Gestern bei der ersten Sitzung von CDU-Präsidium und Bundesvorstand nach der Sommerpause jedenfalls brach die Debatte über Merkelsche Führungskultur nicht auf. Die CDU-Granden konzentrierten sich ganz auf die Debatte über den Leitantrag zum Bundesparteitag: "Starkes Deutschland. Chancen für alle!". Außerdem hatte die CSU in Gestalt ihres Generalsekretärs Alexander Dobrindt genügend Zündstoff geliefert.

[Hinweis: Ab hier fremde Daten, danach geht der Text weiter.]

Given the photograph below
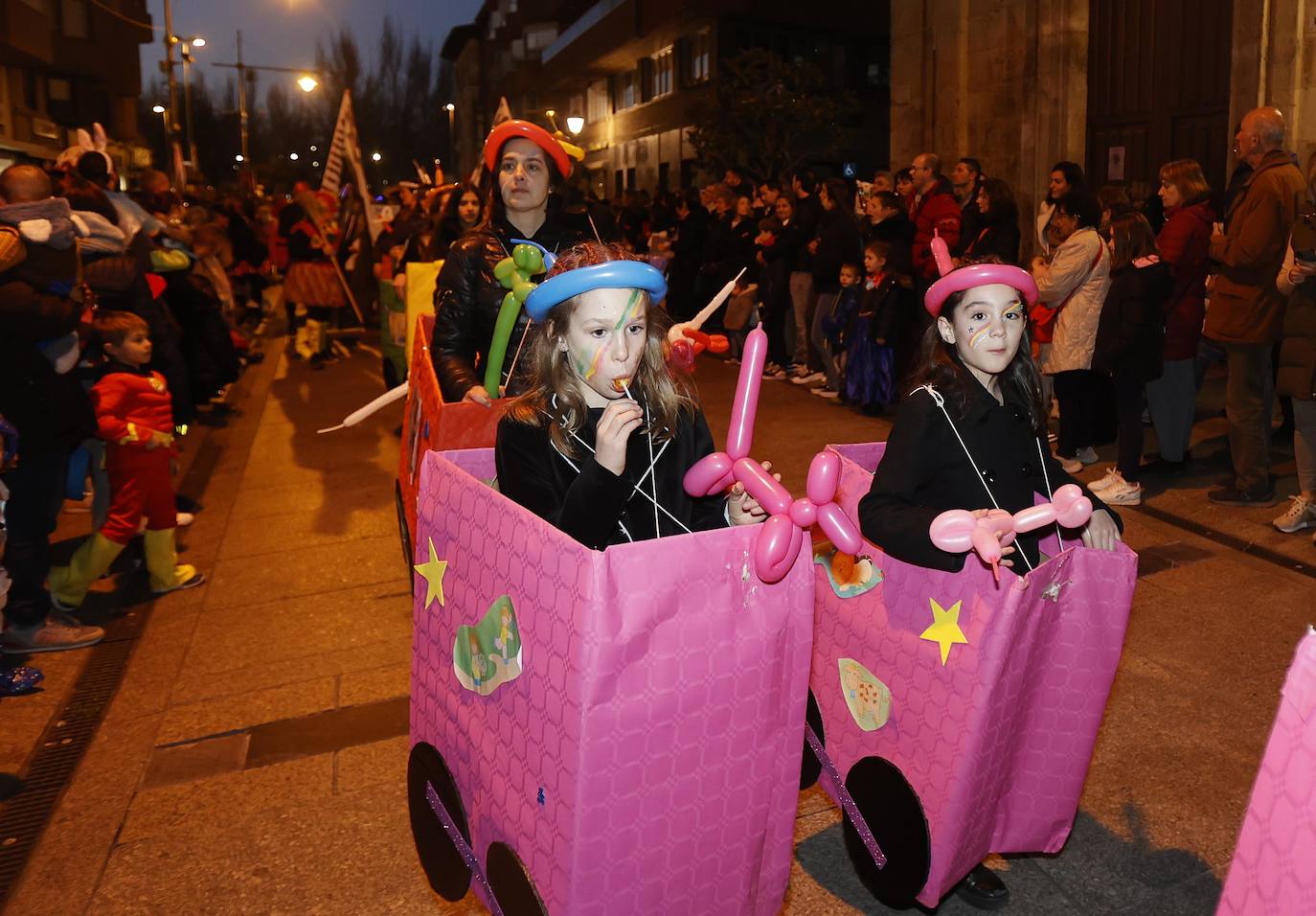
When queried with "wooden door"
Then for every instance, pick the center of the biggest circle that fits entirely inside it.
(1158, 90)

Dobrindts erneute Offensive für einen Austritt Griechenlands aus der Euro-Zone stieß auch in der CDU auf wenig positive Resonanz. CDU-Generalsekretär Hermann Gröhe betonte, man wolle sich an Verabredungen halten. "Das gilt auch für uns." Also bitte keine neue Verunsicherung "durch markige Sprüche".

Und die Debattenkultur in der Merkel-CDU? Gröhe sagt zur Kritik auch aus den eigenen Reihen über den Führungsstil der Parteichefin, selbstverständlich sei die CDU eine "lebendige Partei". Und: "Eine Volkspartei ist kein Geheimbund." Allerdings müssten "Führungspersonen", die mit Kritik an die Öffentlichkeit gingen, "nicht nur den Flügelsturm, sondern die Gesamtmannschaft im Blick haben".

Merkel hat ihr Machtwort in Sachen Griechenland schon gesprochen. "Jeder sollte seine Worte sehr wägen." Im Leitantrag für den Parteitag lässt die CDU-Vorsitzende weit in die Zukunft blicken. In einem Zeit, in der sie nicht mehr Bundeskanzlerin sein wird. Ins Jahr 2025. "Deutschland 2025 ist ein Land, das allen Menschen, die bei uns leben, eine gute Heimat ist. Kinder wachsen in einem Land auf, in dem Generationengerechtigkeit und Nachhaltigkeit eine große Rolle spielen", heißt es dort. Den Euro gibt es 2025 übrigens auch noch: "Mehr als jeder zweite Euro wird 2025 in besonders forschungsintensiven Branchen verdient."